Drewniany kościół widziany z boku.

Die hölzerne römisch-katholische Kirche der Kreuzerhöhung wurde 1623 vom Zisterzienserorden in Ryczów errichtet. Sie verfügt über ihre ursprüngliche Inneneinrichtung, die mit dem Bauwerk hierhergebracht wurde. Die Kirche ist ein Holzbau, in Blockbauweise errichtet und von außen mit senkrechten Brettern verkleidet.

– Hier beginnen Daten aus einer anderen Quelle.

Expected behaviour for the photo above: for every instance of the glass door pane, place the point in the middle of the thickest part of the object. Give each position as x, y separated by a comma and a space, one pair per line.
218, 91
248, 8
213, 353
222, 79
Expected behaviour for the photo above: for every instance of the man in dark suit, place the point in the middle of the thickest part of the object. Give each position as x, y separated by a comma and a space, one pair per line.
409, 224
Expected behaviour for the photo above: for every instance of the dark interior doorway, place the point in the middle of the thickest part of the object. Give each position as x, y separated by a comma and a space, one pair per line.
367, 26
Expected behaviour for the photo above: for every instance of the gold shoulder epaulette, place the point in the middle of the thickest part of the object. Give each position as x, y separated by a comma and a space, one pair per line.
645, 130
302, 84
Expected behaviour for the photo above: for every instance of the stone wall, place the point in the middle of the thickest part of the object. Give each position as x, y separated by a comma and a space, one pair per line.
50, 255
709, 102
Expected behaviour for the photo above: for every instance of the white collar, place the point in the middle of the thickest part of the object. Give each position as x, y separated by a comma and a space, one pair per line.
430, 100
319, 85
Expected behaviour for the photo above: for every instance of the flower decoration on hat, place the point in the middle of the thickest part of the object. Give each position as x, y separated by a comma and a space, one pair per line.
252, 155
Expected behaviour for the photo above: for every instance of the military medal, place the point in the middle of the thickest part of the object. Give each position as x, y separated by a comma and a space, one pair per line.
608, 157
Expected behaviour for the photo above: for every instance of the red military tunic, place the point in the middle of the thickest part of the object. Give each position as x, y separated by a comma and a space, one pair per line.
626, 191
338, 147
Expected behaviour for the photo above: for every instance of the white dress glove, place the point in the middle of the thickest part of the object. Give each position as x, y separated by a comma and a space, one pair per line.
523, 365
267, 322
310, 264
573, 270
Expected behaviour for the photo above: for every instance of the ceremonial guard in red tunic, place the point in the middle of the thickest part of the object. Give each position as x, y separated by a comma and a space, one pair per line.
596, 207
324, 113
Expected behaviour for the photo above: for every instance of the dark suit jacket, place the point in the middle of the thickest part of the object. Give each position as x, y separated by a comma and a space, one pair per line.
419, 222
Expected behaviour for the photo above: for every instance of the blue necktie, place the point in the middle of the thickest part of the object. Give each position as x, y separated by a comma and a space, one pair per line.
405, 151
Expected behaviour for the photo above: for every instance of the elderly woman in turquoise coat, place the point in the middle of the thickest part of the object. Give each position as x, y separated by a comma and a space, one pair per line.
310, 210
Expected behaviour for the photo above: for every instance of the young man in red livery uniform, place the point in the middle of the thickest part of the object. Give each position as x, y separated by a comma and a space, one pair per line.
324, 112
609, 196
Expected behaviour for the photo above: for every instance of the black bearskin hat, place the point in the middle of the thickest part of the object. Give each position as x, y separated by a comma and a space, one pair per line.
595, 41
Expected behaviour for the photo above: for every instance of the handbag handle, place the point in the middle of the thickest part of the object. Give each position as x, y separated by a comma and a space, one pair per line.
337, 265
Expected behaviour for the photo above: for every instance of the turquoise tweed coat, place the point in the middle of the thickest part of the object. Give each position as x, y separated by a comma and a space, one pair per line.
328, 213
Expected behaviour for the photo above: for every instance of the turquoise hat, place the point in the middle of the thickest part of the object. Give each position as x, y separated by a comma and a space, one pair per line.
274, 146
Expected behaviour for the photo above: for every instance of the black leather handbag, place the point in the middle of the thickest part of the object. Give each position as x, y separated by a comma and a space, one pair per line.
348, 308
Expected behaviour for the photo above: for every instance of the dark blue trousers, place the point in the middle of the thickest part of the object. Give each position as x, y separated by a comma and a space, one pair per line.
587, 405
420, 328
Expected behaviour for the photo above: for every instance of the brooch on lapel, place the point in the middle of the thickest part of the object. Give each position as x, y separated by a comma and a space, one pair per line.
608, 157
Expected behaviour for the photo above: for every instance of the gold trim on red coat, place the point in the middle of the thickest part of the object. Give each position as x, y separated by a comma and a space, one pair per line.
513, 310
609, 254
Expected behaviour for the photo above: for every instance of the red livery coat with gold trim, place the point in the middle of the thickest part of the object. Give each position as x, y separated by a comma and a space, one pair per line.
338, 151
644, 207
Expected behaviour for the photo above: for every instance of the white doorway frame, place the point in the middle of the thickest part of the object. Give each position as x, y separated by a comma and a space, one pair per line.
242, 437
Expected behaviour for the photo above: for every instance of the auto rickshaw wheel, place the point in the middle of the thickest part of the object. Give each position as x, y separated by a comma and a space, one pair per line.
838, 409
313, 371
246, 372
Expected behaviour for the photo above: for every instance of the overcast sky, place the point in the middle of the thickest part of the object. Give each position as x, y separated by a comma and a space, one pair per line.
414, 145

Sie besteht aus zwei Teilen: einem älteren Schiff mit einem dreiseitig geschlossenen Chor und einem Turm mit einer zwiebelförmigen Kuppel, der im 18. Jahrhundert hinzugefügt wurde. Der untere Stock des Turms dient als Vorhalle der Kirche, die durch eine Tür mit einem dekorativen Türsturz in Form von Eselsrücken zugänglich ist. Im Inneren befinden sich drei Altäre aus dem 16. bis 19. Jahrhundert. Im Chor der barocke Hauptaltar mit dem Bild „Erhöhung des Heiligen Kreuzes“. Auf beiden Seiten stehen an den Wänden zwei Stifterbänke. Am Eingang zur Sakristei hängt die Kanzel, und auf der anderen Seite steht ein holzgeschnitztes Taufbecken aus der Wende vom 16. zum 17. Jahrhundert. Der Altarraum ist vom Kirchenschiff durch einen Triumphbogen getrennt, der mit drei Statuen geschmückt ist: Christus am Kreuz, die Muttergottes und hl. Johannes. Im Kirchenschiff befinden sich zwei Seitenaltäre. Auf der linken Seite – ein Altar aus der Spätrenaissance mit einer Kopie des Bildes der Muttergottes von Tschenstochau (Częstochowa), rechts ein Barockaltar mit der Darstellung der hl. Anna von Selbstdritt. Die Wände sind mit Wandmalereien aus dem 18. Jahrhundert verziert, die bei Restaurierungsarbeiten entdeckt wurden, nachdem die Kirche in das Freilichtmuseum verlegt worden war. Sie stellen vier Bischöfe dar: links die hll. Nikolaus und Martin, rechts die hll. Stanislaus und Adalbert. Außerdem wurden an der Decke 12 Rundbilder mit Darstellungen von Aposteln angebracht. Gelegentlich finden in der Kirche Hochzeitszeremonien und traditionelle Gottesdienste statt.